The ArfGAP paxillin kinase linker (PKL)/G protein-coupled receptor kinase-interacting protein (GIT)2 has been implicated in regulating cell spreading and motility through its transient recruitment of the p21-activated kinase (PAK) to focal adhesions. The Nck-PAK-PIX-PKL protein complex is recruited to focal adhesions by paxillin upon integrin engagement and Rac activation. In this report, we identify tyrosine-phosphorylated PKL as a protein that associates with the SH3-SH2 adaptor Nck, in a Src-dependent manner, after cell adhesion to fibronectin. Both cell adhesion and Rac activation stimulated PKL tyrosine phosphorylation. PKL is phosphorylated on tyrosine residues 286/392/592 by Src and/or FAK and these sites are required for PKL localization to focal adhesions and for paxillin binding. The absence of either FAK or Src-family kinases prevents PKL phosphorylation and suppresses localization of PKL but not GIT1 to focal adhesions after Rac activation. Expression of an activated FAK mutant in the absence of Src-family kinases partially restores PKL localization, suggesting that Src activation of FAK is required for PKL phosphorylation and localization. Overexpression of the nonphosphorylated GFP-PKL Triple YF mutant stimulates cell spreading and protrusiveness, similar to overexpression of a paxillin mutant that does not bind PKL, suggesting that failure to recruit PKL to focal adhesions interferes with normal cell spreading and motility.

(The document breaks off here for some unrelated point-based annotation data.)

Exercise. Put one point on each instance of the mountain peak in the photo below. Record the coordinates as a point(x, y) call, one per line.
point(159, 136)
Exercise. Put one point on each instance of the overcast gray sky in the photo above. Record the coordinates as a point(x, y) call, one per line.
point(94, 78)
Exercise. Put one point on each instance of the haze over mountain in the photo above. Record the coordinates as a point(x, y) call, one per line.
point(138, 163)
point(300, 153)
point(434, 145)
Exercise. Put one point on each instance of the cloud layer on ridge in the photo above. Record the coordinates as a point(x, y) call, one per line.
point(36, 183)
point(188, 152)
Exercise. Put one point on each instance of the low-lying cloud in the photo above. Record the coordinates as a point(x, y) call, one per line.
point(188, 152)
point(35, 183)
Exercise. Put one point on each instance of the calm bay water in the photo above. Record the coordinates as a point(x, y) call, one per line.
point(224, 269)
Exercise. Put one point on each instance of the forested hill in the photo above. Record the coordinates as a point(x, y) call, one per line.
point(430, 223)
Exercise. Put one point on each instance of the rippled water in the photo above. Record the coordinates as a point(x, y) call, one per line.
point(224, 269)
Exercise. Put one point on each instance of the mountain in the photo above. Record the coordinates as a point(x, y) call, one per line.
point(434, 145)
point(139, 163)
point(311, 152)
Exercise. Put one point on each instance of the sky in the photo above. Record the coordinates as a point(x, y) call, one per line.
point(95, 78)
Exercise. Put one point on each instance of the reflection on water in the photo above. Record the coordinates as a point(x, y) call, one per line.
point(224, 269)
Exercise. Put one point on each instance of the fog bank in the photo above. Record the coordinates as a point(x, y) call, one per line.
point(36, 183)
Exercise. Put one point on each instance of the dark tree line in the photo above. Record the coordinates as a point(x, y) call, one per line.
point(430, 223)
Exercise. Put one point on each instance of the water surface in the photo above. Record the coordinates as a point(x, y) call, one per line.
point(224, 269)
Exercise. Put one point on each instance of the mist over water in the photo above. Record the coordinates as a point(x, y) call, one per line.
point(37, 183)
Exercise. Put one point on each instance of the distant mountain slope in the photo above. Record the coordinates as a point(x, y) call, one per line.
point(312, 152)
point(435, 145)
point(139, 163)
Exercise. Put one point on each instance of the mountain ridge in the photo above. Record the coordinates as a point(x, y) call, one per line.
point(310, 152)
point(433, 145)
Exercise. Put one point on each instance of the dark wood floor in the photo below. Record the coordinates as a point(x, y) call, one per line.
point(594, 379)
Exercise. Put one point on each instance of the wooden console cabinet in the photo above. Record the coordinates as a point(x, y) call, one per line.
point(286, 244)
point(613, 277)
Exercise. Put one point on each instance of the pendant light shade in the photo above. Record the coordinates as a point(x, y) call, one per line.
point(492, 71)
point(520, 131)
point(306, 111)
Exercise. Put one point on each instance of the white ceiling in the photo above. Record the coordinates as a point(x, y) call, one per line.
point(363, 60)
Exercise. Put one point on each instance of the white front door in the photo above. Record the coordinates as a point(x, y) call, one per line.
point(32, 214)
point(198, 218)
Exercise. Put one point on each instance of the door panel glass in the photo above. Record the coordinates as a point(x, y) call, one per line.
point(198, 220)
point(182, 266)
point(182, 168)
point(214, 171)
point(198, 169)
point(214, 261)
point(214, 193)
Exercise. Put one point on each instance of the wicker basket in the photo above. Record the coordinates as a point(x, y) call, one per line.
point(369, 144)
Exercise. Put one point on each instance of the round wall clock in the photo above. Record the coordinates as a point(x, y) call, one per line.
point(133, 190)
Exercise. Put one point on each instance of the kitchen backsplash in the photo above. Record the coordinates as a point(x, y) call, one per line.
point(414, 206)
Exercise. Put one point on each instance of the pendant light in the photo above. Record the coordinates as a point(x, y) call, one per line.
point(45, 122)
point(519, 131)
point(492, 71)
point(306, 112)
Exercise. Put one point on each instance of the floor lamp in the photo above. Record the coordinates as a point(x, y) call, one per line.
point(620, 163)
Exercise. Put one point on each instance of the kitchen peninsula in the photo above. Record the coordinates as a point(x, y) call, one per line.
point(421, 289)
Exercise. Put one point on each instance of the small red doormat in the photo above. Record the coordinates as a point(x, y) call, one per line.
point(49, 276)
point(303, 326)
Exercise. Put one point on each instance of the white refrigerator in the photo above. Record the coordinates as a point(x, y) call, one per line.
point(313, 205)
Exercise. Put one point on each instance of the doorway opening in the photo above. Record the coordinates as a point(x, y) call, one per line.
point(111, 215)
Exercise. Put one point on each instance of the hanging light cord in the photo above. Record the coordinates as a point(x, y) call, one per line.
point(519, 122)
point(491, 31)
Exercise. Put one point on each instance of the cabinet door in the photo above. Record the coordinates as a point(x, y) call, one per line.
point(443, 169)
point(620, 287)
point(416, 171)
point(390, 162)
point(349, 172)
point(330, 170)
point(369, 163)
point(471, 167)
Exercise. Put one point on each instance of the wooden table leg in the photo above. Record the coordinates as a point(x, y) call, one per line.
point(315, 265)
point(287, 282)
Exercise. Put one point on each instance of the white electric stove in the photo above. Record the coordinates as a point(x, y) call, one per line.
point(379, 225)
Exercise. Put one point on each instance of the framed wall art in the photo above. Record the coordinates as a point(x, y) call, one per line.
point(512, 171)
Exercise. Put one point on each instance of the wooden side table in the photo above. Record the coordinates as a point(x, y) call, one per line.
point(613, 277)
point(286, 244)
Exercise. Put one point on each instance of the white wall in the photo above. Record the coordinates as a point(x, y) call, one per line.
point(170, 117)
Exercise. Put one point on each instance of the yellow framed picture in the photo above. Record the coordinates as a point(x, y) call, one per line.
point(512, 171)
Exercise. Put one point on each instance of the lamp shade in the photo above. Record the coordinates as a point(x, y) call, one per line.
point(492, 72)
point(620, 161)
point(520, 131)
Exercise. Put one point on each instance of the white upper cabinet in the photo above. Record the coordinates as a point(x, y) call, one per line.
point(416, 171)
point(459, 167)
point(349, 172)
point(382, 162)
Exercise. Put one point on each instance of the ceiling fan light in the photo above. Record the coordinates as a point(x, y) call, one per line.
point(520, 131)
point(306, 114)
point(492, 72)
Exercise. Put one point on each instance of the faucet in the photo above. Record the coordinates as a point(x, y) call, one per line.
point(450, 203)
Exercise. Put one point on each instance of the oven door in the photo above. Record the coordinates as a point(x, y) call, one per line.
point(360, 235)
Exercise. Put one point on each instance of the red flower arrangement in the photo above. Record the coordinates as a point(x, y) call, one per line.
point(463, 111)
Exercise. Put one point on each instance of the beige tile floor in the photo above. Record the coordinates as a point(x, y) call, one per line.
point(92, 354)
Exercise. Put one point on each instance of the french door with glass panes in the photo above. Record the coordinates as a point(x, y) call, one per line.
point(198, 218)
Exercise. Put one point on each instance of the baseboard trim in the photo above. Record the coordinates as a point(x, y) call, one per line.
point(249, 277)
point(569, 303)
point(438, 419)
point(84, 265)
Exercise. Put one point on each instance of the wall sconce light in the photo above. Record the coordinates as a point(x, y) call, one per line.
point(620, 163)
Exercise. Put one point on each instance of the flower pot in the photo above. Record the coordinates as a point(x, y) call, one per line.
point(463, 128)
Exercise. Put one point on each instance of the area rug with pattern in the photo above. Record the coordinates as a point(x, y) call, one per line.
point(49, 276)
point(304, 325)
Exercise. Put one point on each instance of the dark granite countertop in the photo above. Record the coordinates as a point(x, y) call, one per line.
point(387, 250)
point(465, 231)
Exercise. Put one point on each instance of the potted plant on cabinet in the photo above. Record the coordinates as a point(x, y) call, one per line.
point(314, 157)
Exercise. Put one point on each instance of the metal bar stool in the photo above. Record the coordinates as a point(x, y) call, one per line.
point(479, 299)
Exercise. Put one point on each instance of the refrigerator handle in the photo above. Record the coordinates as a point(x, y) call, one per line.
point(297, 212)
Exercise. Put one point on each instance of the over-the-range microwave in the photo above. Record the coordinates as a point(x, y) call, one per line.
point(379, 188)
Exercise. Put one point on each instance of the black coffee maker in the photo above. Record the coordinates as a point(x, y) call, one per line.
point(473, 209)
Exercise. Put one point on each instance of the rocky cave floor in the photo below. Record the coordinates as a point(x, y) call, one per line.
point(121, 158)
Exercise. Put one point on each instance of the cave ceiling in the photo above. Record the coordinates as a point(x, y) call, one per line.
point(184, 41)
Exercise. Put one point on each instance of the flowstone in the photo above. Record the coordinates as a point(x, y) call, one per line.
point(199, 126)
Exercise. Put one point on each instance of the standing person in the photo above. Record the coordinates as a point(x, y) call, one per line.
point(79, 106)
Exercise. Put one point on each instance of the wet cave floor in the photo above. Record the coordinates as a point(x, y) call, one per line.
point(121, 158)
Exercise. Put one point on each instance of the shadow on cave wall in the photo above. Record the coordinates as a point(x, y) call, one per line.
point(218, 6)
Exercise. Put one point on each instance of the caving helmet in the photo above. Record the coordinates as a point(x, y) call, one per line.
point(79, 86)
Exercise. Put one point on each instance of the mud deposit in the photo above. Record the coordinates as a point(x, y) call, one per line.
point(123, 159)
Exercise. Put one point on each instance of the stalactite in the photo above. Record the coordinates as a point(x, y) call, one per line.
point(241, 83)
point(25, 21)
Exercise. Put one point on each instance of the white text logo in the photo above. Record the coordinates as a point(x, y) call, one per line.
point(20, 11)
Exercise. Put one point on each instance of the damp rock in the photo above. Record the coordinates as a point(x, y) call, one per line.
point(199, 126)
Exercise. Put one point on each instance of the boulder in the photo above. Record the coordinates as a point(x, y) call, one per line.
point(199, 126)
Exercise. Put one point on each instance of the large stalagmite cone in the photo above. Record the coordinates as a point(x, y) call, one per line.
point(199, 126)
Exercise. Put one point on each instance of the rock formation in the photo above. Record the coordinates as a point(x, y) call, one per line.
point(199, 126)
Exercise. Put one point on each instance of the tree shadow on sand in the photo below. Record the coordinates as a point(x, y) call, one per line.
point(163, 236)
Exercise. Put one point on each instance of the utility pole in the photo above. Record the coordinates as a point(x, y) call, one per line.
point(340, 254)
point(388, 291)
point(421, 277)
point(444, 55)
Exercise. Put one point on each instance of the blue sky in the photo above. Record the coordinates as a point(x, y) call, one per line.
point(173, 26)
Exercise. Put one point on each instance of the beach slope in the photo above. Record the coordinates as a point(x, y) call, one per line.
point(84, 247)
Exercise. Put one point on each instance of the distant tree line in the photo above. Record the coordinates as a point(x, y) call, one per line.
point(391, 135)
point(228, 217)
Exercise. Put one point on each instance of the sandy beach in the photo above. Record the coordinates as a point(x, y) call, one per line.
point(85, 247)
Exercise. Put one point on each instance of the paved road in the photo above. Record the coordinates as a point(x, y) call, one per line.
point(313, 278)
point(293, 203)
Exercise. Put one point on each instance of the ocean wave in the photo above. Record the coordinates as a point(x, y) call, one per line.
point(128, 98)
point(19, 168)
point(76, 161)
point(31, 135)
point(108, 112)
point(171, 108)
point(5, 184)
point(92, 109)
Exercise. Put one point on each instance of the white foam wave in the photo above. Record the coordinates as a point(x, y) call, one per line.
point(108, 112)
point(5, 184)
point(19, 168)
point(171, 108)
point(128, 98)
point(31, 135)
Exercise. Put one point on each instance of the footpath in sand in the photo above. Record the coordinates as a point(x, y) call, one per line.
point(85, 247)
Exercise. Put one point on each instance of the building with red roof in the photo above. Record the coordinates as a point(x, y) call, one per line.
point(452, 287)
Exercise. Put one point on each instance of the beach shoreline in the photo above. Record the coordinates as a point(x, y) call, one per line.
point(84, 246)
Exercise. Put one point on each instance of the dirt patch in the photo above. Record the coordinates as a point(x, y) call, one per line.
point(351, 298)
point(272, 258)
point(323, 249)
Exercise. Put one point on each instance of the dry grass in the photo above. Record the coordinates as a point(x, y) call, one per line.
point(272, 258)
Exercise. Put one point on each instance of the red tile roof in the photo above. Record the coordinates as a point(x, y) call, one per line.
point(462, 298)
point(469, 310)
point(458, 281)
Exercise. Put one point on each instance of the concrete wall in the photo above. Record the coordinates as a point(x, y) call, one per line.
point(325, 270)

Hic-5 regulates fibrillar adhesion formation to control tumor extracellular matrix remodeling through interaction with tensin1.

The linearization of the stromal extracellular matrix (ECM) by cancer-associated fibroblasts (CAFs) facilitates tumor cell growth and metastasis. However, the mechanism by which the ECM is remodeled is not fully understood. Hic-5 (TGFß1i1), a focal adhesion scaffold protein, has previously been reported to be crucial for stromal ECM deposition and remodeling in vivo. Herein we show that CAFs lacking Hic-5 exhibit a significant reduction in the ability to form fibrillar adhesions, a specialized form of focal adhesion that promote fibronectin fibrillogenesis. Hic-5 was found to promote fibrillar adhesion formation through a newly characterized interaction with tensin1. Furthermore, Src-dependent phosphorylation of Hic-5 facilitated the interaction with tensin1 to prevent ß1 integrin internalization and trafficking to the lysosome. The interaction between Hic-5 and tensin1 was mechanosensitive, promoting fibrillar adhesion formation and fibronectin fibrillogenesis in a rigidity-dependent fashion. Importantly, this Src-dependent mechanism was conserved in three-dimensional (3D) ECM environments. Immunohistochemistry of tensin1 showed enrichment in CAFs in vivo, which was abrogated upon deletion of Hic-5. Interestingly, elevated Hic-5 expression correlates with reduced distant metastasis-free survival in patients with basal-like, HER2+ and grade 3 tumors. Thus, we have identified Hic-5 as a crucial regulator of ECM remodeling in CAFs by promoting fibrillar adhesion formation through a novel interaction with tensin1.